Randy Mancini 27 May 4

CAIRO, Egypt – Spring is in full bloom across Ukraine and the winter wheat will soon be ready for harvest. The Russian invasion, however, has everyone focused on mere survival, and the fighting will likely ensure much of this wheat never gets harvested. And the wheat stored in silos near Odesa can't make it to market because of Russia's blockade of ports on the Black Sea.

That bodes poorly for many countries that rely on Ukrainian wheat for survival. In Lebanon, it's estimated the country will be out of grain in less than two months.

"The impact of the Ukraine war on Lebanon is going to be, unfortunately, multifaceted and we have seen that already, not only in the wheat supply that is coming into the country but even calls to our hot line for families looking for extra support," said Ettie Higgins, the UNICEF acting representative in Lebanon. "Normally UNICEF supports 130,000 children every month with a small cash grant of 40 US dollars. And in recent weeks, the number of calls to our helpline has more than tripled as families have really struggled to put food on the table," she added.

In Egypt more than 80 percent of the 270,000,000 loaves of bread the country consumes each day are made with wheat from Russia and Ukraine. So here, people see big problems on the horizon.

In Cairo, people on a fixed income are already feeling the pinch of high prices.

"The bread in Egypt is like the backbone because most of the people need bread to eat, and the price for the bread went up, so the place here like the bakery doesn't make much more like before. He came to make less number of breads, so now like if you have to get ten pieces, you get just five," Cairo resident Mohammad Hamza told CBN News. 
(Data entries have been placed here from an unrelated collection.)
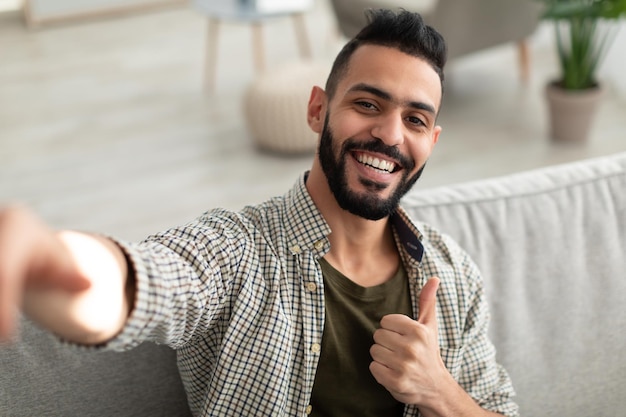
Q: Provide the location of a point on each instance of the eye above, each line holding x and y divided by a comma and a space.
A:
415, 120
366, 105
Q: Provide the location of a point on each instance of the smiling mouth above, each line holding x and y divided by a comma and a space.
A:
376, 163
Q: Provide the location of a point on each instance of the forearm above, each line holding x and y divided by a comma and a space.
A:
97, 313
454, 401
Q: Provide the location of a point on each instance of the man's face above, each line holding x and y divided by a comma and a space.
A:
379, 130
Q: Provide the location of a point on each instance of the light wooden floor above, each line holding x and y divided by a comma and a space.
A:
104, 125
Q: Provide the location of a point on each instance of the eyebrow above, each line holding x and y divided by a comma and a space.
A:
418, 105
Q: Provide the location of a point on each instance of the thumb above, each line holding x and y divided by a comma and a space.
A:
428, 302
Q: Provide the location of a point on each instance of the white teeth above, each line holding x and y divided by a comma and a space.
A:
376, 163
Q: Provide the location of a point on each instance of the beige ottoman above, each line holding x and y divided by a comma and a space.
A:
275, 107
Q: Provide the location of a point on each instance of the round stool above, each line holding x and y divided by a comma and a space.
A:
275, 107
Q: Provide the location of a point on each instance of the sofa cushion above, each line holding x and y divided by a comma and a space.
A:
41, 377
551, 245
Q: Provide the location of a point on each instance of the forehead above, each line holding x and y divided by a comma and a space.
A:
405, 77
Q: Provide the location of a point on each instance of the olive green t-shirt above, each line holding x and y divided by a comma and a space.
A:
343, 384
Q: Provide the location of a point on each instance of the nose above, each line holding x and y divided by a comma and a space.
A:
389, 129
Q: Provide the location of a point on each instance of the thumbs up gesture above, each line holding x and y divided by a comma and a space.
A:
406, 359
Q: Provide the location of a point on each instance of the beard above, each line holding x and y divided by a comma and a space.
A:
368, 204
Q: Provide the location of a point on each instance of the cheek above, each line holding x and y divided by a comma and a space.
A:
420, 149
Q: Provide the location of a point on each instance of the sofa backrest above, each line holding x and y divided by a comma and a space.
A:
551, 245
468, 26
40, 377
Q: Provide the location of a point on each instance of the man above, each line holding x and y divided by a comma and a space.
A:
321, 302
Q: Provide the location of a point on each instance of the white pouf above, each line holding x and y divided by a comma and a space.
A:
275, 107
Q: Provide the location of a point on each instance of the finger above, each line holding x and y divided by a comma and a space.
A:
428, 302
398, 323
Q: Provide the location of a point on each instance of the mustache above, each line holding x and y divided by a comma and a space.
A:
378, 146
"Two pieces, one pound. That is before the war between Russia and Ukraine, but after the war the bread came to be 70 percent more which is like 65-70 [Egyptian] pounds (about $3.50) per piece."

Food security has always been extremely important in the desert of Egypt. Ruins of an ancient granary in Cairo that is said to have been built by Joseph in the Bible during the seven fat years they had before the seven lean years attests to a history of periodic famine. Joseph led the Egyptians to store up grain that they then sold to the entire ancient world. It's believe the money gained from all that grain enabled the Egyptians to build some of the biggest monuments in the world, including the Great Pyramid.

But today Egypt is much less prepared for what looks to be lean years ahead. To counter this, Egyptian President Abdel Fatah el-Sisi has demanded the nation's farmers dedicate a portion of their land to growing wheat. Those who fail to produce their quota face fines and possible jail time.

One Egyptian farmer told us threats aren't necessary. "I'm happy to grow more wheat this year than last, because the prices are much higher. I've already sold all my winter crop and it will give my family a good life," he said.

Any added grain grown by local farmers, though, won't come close to making up the shortfall from Ukraine. For that reason, Egyptians are cutting back already, and blaming Vladimir Putin.

One Bedouin Herdsman said, "Yeah, the flour here gets really more expensive because of this crazy Russian government. He's crazy!"